Relativement au début de l’échange on devrait voir les informations suivantes :

Certificate chain
0 s:/description=9E4u3BO3el0ze7H0/C=FR/CN=fantasio.nipil.org/emailAddress=postmaster@nipil.org
  i:/C=IL/O=StartCom Ltd./OU=Secure Digital Certificate Signing/CN=StartCom Class 1 Primary Intermediate Server CA
1 s:/C=IL/O=StartCom Ltd./OU=Secure Digital Certificate Signing/CN=StartCom Class 1 Primary Intermediate Server CA
  i:/C=IL/O=StartCom Ltd./OU=Secure Digital Certificate Signing/CN=StartCom Certification Authority
2 s:/C=IL/O=StartCom Ltd./OU=Secure Digital Certificate Signing/CN=StartCom Certification Authority
  i:/C=IL/O=StartCom Ltd./OU=Secure Digital Certificate Signing/CN=StartCom Certification Authority

Tout est OK, On peut continuer avec le serveur Web.

Mise en place des certificats pour Lighttpd

On place cette fois ci seulement 2 certificats (AC intermétiaire + AC racine) dans un seul fichier /etc/dovecot/dovecot.pem

cat /root/certs/{fantasio.crt,sub.class1.server.ca.pem,ca.pem} > /etc/lighttpd/authority.pem

On place un lien vers la clé privée dans le répertoire de lighttpd

ln -s /root/certs/fantasio-2014-06-10T15\:47\:27.key /etc/lighttpd/server.pem

Si ça n’a pas déjà été fait par le passé, activer le SSL au niveau de lighttpd

  • éditer le fichier /etc/lighttpd/conf-available/10-ssl.conf

  • localiser la ligne ssl.pemfile = "/etc/lighttpd/server.pem"

  • ajouter en dessous la ligne ssl.ca-file = "/etc/lighttpd/authority.pem"

  • sauvegarder les modifications et quitter l’éditeur

  • activer la configuration via lighty-enable-mod ssl

On recharge la configuration de lighttpd (/var/log/lighttpd/error.log en cas de besoin)

service lighttpd restart

Pointer le navigateur vers votre site Web (en https bien sûr !) et vérifier qu’il n’affiche pas de d’avertissement de certificat.

Mise en place des certificats pour Exim4

On place les 3 certificats (serveur + AC intermédiaire + AC racine) dans un seul fichier /etc/exim4/exim.crt

cat /root/certs/{fantasio.crt,sub.class1.server.ca.pem,ca.pem} > /etc/exim4/exim.crt

Exceptionnelement, on va faire une copie de la clé, car Exim veut des droits d’accès spécifiques

cp /root/certs/fantasio-2014-06-10T15\:47\:27.key /etc/exim4/exim.key
chown root:Debian-exim /etc/exim4/exim.key
chmod 440 /etc/exim4/exim.key

Activer le support SSL si ça n’était pas déjà fait

echo "MAIN_TLS_ENABLE = 1" > /etc/exim4/exim4.conf.localmacros

On recharge la configuration d’Exim (/var/log/exim4/error.log en cas de besoin)

service exim4 restart

Verifier qu’on accepte bien le chiffrement des emails reçus (il faut saisir les lignes ne commençant pas par un nombre)

telnet localhost 25
Trying ::1...
Connected to fantasio.
Escape character is '^]'.
220 fantasio ESMTP Exim 4.80 Tue, 10 Jun 2014 18:47:34 +0200
ehlo fantasio
250-fantasio Hello fantasio [::1]
250-SIZE 52428800
250-8BITMIME
250-PIPELINING
250-STARTTLS
250 HELP
starttls
220 TLS go ahead
quit
221 fantasio closing connection
Connection closed by foreign host.

Comme on voit l’option STARTTLS, c’est que l’option SSL est bien activée.
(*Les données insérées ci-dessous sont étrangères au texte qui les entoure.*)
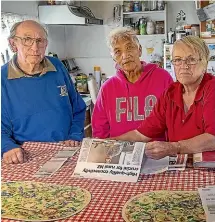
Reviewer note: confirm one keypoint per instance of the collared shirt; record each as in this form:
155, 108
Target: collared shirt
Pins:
169, 113
14, 72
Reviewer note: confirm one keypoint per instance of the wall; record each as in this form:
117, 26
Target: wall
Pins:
20, 7
87, 44
187, 6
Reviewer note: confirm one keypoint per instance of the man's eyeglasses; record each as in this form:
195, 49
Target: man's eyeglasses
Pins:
27, 41
188, 61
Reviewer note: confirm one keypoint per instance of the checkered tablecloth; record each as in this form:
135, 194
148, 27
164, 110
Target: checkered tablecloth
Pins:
108, 197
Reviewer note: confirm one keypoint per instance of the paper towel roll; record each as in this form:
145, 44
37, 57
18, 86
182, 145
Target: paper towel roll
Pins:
93, 89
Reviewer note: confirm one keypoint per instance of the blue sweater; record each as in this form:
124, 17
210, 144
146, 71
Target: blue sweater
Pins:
45, 108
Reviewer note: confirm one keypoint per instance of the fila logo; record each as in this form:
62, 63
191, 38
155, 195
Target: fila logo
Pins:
132, 110
63, 90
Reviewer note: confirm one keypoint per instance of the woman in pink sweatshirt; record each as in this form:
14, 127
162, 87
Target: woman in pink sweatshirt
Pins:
128, 97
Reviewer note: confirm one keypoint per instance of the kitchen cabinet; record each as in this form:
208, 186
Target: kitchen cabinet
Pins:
208, 34
87, 123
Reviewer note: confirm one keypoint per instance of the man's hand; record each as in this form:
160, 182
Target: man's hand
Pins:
16, 155
157, 150
71, 143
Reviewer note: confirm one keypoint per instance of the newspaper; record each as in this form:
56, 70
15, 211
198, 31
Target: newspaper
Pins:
110, 160
208, 202
56, 162
168, 163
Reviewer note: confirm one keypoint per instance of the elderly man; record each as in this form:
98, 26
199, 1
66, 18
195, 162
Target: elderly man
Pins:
39, 102
128, 97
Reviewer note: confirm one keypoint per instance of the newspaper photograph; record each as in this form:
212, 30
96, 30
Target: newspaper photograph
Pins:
110, 160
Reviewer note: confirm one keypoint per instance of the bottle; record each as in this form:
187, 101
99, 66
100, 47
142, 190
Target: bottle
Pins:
142, 22
103, 78
97, 74
92, 87
160, 5
81, 83
170, 36
150, 28
136, 28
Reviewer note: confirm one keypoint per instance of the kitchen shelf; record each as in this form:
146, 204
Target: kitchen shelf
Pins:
143, 12
151, 36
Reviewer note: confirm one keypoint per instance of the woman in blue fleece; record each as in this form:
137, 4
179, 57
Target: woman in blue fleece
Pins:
39, 102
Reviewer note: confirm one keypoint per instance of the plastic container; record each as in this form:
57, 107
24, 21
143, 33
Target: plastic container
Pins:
128, 6
142, 22
92, 86
195, 29
103, 78
187, 29
97, 74
136, 6
81, 83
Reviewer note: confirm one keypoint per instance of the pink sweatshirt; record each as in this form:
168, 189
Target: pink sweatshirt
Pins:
121, 106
La réponse "220 TLS go ahead" veut dire que le daemon a bien réussi à lire la clé privée quand il en a eu besoin (sinon on reçoit "454 TLS currently unavailable" c’est souvent que les droits d’accès au fichier de la clé ne sont pas bons)

Maintenant, tous les relais qui voudraient nous envoyer des emails choisiront l’option s’ils la supporte (par défaut, exim chiffre les envois si le serveur distant le supporte) mais s’il ne supporte pas le chiffrement, les emails seront malgré tout envoyés en clair.
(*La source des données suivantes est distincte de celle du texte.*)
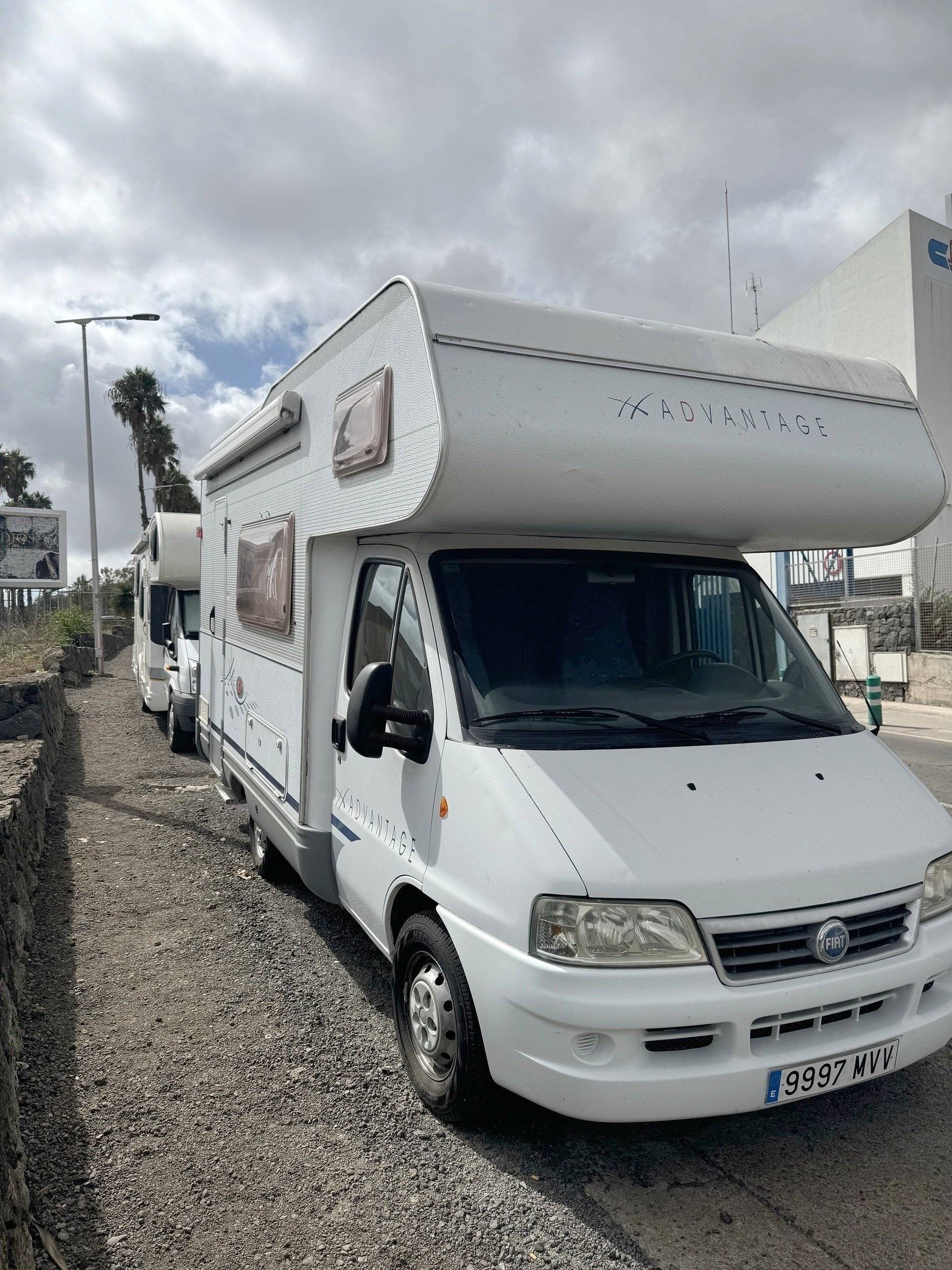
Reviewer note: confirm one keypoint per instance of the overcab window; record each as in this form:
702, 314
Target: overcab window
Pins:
265, 568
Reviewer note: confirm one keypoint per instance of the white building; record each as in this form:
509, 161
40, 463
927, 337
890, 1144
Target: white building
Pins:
892, 299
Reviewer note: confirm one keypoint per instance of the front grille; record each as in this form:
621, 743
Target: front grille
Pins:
771, 946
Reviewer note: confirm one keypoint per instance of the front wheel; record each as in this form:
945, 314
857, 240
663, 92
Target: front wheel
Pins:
436, 1023
179, 740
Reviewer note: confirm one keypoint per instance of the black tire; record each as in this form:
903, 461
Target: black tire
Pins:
265, 855
452, 1081
179, 740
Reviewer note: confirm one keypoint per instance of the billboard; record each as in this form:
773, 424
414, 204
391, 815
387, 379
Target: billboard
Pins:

Il est possible de "refuser" catégoriquement la transmission en clair quand TLS n’est pas supporté, mais ça dépendra de votre contexte : refuser de recevoir des emails non chiffrés vous empêchera d’envoyer/recevoir des mails vers/depuis certaines destinations…​ Bref vous risquez de "perdre des mails" !

A vous de voir si ça vous convient, il n’y a malheureusement pas de solution miracle pour le chiffrement des emails.